# What colour could the sire have been?



## riddlemethis (Jun 3, 2008)

Anything and everything. Chestnut, black, bay, gray, buckskin, palomino, smoky black, any of the champagnes, any sort of dun. Etc etc etc etc.

There is no way to know what the sire was based on your mare unless she's DNA tested and even then we would need to know what the dam was as well.


----------



## lilruffian (Jun 28, 2010)

^ Pretty much.
Grey takes over any base color and fleebitten is not always a guarentee, it's just something that occurs, depending on how that particular horse greys out.
Also, black is always dominant over red when it comes to genetics in horses, so your mare could have got her black gene and agouti from either side.
It's possible that the sire could have been a bay, a black (or any variation) or even sorrel
It would only help to know what the dam was as well, though you could still determine little from that without testing.


----------



## Poseidon (Oct 1, 2010)

It's extremely difficult to figure out color backwards like that. The only 100% for sure color combination is chestnut + cremello = palomino, anything else could really have an extensive list of colors because, for example, a horse could be a buckskin dun, but not pass on ANY of of the modifying genes (agouti, cream, and dun) to a foal.


----------



## riddlemethis (Jun 3, 2008)

Poseidon said:


> It's extremely difficult to figure out color backwards like that. The only 100% for sure color combination is chestnut + cremello = palomino, anything else could really have an extensive list of colors because, for example, a horse could be a buckskin dun, but not pass on ANY of of the modifying genes (agouti, cream, and dun) to a foal.

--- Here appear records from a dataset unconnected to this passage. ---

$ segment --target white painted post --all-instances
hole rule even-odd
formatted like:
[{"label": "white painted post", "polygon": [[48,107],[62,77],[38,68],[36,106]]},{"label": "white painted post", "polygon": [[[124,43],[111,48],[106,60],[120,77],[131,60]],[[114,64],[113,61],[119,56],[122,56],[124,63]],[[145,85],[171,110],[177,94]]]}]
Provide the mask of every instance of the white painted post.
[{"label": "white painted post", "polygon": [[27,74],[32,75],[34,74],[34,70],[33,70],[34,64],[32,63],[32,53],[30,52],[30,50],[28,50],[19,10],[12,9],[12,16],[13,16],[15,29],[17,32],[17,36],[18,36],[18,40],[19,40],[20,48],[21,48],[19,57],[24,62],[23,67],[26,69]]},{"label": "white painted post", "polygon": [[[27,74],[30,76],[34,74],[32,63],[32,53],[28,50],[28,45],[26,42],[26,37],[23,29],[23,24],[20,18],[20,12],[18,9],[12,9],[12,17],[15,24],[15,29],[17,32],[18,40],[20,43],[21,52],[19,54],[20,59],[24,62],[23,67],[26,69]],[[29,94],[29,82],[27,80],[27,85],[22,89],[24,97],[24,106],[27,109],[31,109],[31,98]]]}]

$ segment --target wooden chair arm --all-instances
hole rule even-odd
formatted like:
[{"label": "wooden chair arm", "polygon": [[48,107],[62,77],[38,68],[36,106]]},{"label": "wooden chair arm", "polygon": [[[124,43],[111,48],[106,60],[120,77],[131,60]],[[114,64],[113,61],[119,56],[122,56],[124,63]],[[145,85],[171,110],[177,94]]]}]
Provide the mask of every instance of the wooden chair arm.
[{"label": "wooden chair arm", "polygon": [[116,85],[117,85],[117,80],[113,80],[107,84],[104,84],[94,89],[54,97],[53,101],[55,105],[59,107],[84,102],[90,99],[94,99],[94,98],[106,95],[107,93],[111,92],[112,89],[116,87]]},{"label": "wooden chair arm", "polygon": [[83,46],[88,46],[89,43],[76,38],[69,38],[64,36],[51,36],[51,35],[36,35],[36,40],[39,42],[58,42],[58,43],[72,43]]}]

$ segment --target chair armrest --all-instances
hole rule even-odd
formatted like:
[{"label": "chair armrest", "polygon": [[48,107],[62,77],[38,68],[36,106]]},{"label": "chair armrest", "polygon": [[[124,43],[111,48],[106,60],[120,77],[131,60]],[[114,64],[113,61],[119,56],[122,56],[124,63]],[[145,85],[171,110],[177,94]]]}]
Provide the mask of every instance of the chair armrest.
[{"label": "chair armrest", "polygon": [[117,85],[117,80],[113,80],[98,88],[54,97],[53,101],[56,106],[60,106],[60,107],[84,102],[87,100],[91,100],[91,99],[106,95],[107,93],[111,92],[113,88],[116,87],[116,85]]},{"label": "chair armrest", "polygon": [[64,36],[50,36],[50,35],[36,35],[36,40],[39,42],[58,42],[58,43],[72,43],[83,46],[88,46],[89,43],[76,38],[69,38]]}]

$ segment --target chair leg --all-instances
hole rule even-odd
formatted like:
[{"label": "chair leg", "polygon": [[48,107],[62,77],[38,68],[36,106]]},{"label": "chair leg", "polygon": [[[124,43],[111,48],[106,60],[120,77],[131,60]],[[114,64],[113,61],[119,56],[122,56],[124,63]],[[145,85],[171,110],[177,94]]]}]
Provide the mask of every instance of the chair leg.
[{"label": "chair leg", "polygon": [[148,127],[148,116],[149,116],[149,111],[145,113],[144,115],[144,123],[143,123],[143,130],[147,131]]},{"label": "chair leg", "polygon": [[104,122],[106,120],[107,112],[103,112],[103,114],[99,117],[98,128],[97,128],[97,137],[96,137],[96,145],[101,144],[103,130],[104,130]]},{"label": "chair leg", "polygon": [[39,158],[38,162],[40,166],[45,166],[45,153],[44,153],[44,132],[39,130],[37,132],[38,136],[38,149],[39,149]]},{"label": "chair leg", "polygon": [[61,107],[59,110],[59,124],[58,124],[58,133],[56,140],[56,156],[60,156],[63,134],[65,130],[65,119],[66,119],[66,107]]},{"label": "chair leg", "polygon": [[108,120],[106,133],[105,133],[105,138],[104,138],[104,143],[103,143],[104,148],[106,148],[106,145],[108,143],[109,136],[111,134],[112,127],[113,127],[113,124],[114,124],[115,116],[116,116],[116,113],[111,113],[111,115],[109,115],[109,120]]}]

And even that isn't 100%. If that chestnut carries pearl.... LOL :lol:


----------



## Poseidon (Oct 1, 2010)

Touche!


----------



## Sweeney Road (Feb 12, 2012)

I had a feeling I was going to get told that! Looks as if some DNA testing for colour might be in order.

Thanks!


----------



## Sweeney Road (Feb 12, 2012)

I forgot to ask--does it change the equation any if I mention that all horses in the scenario are purebred Arabians? Polish, to be a little more exact.


----------



## Peppy Barrel Racing (Aug 16, 2011)

Yeah a little, Arabians only come in certain colors, purebred ones at least. Sorrel, bay, black, and grey, (well I think they are discovering dominant white but I haven't read on that yet but that's unlikely a choice in your case) so you can maybe guess based on that.
_Posted via Mobile Device_


----------



## Poseidon (Oct 1, 2010)

Well, really, it just narrows the colors down to the only ones that Arabians can be: black, chestnut, bay/brown, and gray.
_Posted via Mobile Device_


----------



## Bridgertrot (Dec 2, 2011)

Poseidon said:


> It's extremely difficult to figure out color backwards like that. The only 100% for sure color combination is chestnut + cremello = palomino, anything else could really have an extensive list of colors because, for example, a horse could be a buckskin dun, but not pass on ANY of of the modifying genes (agouti, cream, and dun) to a foal.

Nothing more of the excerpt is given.